Data from Table 4 and Figs. 2, 3 and 4 clearly demonstrate that the instrumental (Readsensor®) measurement of the Bee4sensor® multiplex test is capable of detecting sulfathiazole and tylosin at or below a concentration of one half of the EU recommended concentrations [5], i.e. 25 and 10 μg kg−1, respectively. In addition, ciprofloxacin could be reliably detected at 25 μg kg−1. Furthermore, data previously obtained within our laboratory demonstrated that the method is also capable of detecting a wide range of sulfonamides (n = 10) and fluoroquinolones (n = 7) at similar concentrations (data not shown) to the ‘representative analytes’ that were selected for use in this inter-laboratory validation exercise. Unfortunately, the Bee4sensor® kit was not sufficiently sensitive to detect chloramphenicol at the EU MRPL of 0.3 μg kg−1 [4]. The method did, however, reliably detect this analyte at 5 μg kg−1 and would therefore be a valuable tool to give an early warning of honey containing higher concentrations. The detection of higher concentrations of chloramphenicol may be of more use to the honey industry when testing individual hives or smaller lots rather than a blended bulk product, as it is well known that high residue concentrations (between 200 and 20,000 μg kg−1) can be found in honey taken directly from the hive for over 100 days after dosing [15]. It may also be of use to enforcement authorities in times of emergency when many samples need to be tested within a short timescale. In this case, the multi-sensor could be used to quickly identify honeys containing the highest concentration of this banned antimicrobial, before subjecting any suspect (or ‘screen positive’) sample to confirmatory analysis by LC-MS/MS [11].

Conclusions

The results produced by the dipstick, determined by visual observation or instrumental measurement of the four test lines versus the control line, were comparable.

The programmed set of ratios, to enable objective interpretation of the colour intensity with the software method, was deemed suitable to generate consistent Readsensor® results.

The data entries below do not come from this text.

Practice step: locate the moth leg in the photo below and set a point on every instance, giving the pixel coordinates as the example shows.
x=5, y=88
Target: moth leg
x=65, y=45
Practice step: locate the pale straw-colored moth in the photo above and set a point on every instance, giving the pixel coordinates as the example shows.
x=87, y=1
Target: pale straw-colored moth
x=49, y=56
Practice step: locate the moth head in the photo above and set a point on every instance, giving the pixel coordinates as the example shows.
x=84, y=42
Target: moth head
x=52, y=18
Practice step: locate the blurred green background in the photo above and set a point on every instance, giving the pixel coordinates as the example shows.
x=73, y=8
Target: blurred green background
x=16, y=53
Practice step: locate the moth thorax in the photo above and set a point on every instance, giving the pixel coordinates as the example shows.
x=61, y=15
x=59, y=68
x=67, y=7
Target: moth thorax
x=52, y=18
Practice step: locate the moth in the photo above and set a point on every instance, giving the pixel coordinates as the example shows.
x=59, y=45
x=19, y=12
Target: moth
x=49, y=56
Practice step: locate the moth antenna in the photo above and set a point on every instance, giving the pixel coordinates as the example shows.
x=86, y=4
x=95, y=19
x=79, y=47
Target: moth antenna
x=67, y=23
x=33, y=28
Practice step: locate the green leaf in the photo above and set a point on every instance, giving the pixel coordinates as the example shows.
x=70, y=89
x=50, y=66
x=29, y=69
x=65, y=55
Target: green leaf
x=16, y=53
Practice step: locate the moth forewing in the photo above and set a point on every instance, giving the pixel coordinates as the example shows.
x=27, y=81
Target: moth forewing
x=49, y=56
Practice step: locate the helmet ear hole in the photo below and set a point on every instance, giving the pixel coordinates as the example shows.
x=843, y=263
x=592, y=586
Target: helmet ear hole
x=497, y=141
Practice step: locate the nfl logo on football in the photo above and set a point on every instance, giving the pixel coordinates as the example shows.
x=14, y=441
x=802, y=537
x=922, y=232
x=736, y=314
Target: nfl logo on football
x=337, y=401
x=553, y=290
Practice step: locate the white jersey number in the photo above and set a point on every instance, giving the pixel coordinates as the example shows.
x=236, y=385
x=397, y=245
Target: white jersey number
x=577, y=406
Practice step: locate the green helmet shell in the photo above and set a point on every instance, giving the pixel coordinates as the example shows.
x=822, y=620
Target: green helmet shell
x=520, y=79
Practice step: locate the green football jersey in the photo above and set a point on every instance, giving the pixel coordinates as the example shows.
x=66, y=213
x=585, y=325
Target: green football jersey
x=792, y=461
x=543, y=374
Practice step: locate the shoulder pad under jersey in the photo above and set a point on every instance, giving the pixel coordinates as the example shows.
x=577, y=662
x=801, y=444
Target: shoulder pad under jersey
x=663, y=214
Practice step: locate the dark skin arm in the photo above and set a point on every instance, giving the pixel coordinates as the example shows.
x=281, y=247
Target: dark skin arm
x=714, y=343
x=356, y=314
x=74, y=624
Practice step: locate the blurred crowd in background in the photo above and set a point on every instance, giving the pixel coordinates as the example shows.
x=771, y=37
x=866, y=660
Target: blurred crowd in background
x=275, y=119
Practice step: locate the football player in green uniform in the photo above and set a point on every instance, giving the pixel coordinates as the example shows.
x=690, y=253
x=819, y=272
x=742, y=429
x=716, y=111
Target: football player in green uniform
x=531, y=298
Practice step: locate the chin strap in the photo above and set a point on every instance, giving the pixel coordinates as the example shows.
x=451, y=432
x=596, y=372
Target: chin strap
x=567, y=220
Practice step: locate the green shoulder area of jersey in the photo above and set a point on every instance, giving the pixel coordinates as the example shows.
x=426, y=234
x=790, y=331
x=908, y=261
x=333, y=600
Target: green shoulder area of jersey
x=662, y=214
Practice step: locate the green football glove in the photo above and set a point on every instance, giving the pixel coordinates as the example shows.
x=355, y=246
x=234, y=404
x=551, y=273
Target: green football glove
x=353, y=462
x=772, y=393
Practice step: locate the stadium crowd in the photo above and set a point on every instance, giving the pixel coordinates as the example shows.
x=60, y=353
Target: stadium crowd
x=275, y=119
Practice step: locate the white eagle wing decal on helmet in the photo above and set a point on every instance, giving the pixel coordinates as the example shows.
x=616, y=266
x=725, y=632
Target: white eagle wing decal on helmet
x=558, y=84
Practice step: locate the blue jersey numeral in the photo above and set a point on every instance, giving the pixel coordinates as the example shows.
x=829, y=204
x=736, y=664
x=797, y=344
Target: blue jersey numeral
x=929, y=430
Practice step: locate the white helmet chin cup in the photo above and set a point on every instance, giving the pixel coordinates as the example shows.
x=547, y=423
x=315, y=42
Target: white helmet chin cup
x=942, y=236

The chosen critical values/threshold ratios were confirmed by the statistical evaluation of the data obtained from the analysis of blind samples at 0, 50 and 100 % of the EU recommended concentrations [5]. The inter-laboratory validation of the multi-sensor, with seven European laboratories, therefore demonstrated that the Bee4sensor® kit is both robust and capable of meeting the target concentrations set within the EU for sulfonamides (sulfathiazole), fluoroquinolones (ciprofloxacin) and tylosin. The method is also suitable for detecting chloramphenicol in honey at concentrations ≥5 μg kg−1.